Benjamin Franklin’in ünlü uçurtma çalışmasını gösteren üstteki resme bakın. Şimdi, aşağıdakine bakın. Farkları gördünüz mü?
Muhtemelen göremediniz ve bu konuda yalnız değilsiniz. Aslında, psikologların değişim körlüğü olarak adlandırdığı bu şey, gerçekten de beyinlerimizde meydana gelen bir güç mücadelesi.
Bir şeye baktığımızda, büyük detayları fark ederiz (insanları, insanların içinde bulundukları ormanı, belki de arkadaki evi) ve ormandaki çalıların sayısı ya da evin ince detayları gibi o kadar önemli olmayan şeylere yoğunlaşamayız (ipucu, ipucu). Illinois Üniversitesi’nde psikolog olan Dan Simons, durumun sebebini şöyle özetliyor; eğer her şeyi belirleseydik, dikkatimizi odaklayamazdık. Bu yüzden beynimiz, önemsiz olduğunu varsaydığı detayları kaydetmeyi başaramıyor. Bunları bulmak üzere resimlere tekrar tekrar baktığımızda, bulamıyoruz çünkü daha baştan hiç tespit etmemiştik. Fakat uyumsuzluğu gördüğümüz zaman, belirgin nesnelerden biri olarak kaydediliyor ve o zaman görmemezlik edemiyoruz.
Simons, gördüğümüz her şeyi kodlamadığımıza şaşırmadığını söylüyor. Onu şaşırtan şey, insanların böyle olduğunu düşünmesi.

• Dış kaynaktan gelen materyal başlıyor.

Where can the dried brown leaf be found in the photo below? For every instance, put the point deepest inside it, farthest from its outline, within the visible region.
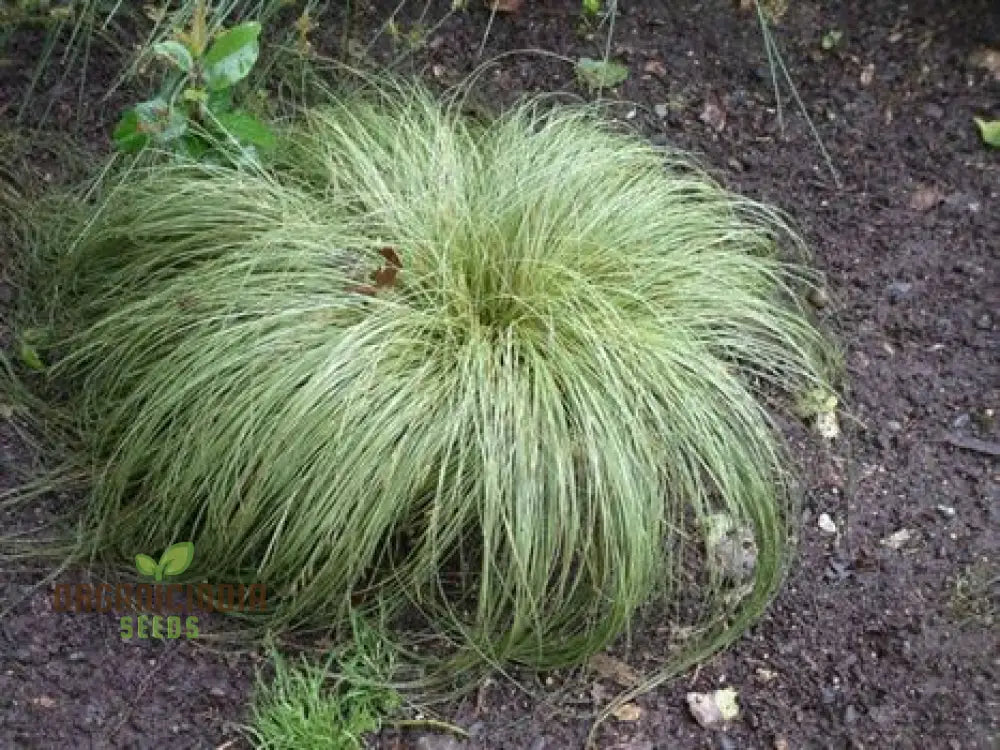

Çalışmasındaki deneklerden bazıları, Hollywood’daki süreklilik hatalarını her zaman fark ettiklerini iddia etmiş; tıpkı John Connor’ın kaçtığı Cessna 172 Skyhawk uçağındaki rakamın, üçüncü Terminatör filminde değişmesi gibi… Aslında Simons, bu kişilerin böyle şeyleri sıklıkla kaçırdığını söylüyor. “Hiç görmediğimiz değişimler var ve bunların hepsini fark etmiyoruz.”
Cevaplar: Üst resimdeki evin en sağında dört penceresi var, alttakinin yok; alt resimde soldaki iki ağacın gölgesi yok; Benjamin’in ayağının solundaki çalılarda bir bitki eksik.
Dikkatli bakıldığında bulunan farklar var. Ben hepsini bulmuşum çok kolaydı …..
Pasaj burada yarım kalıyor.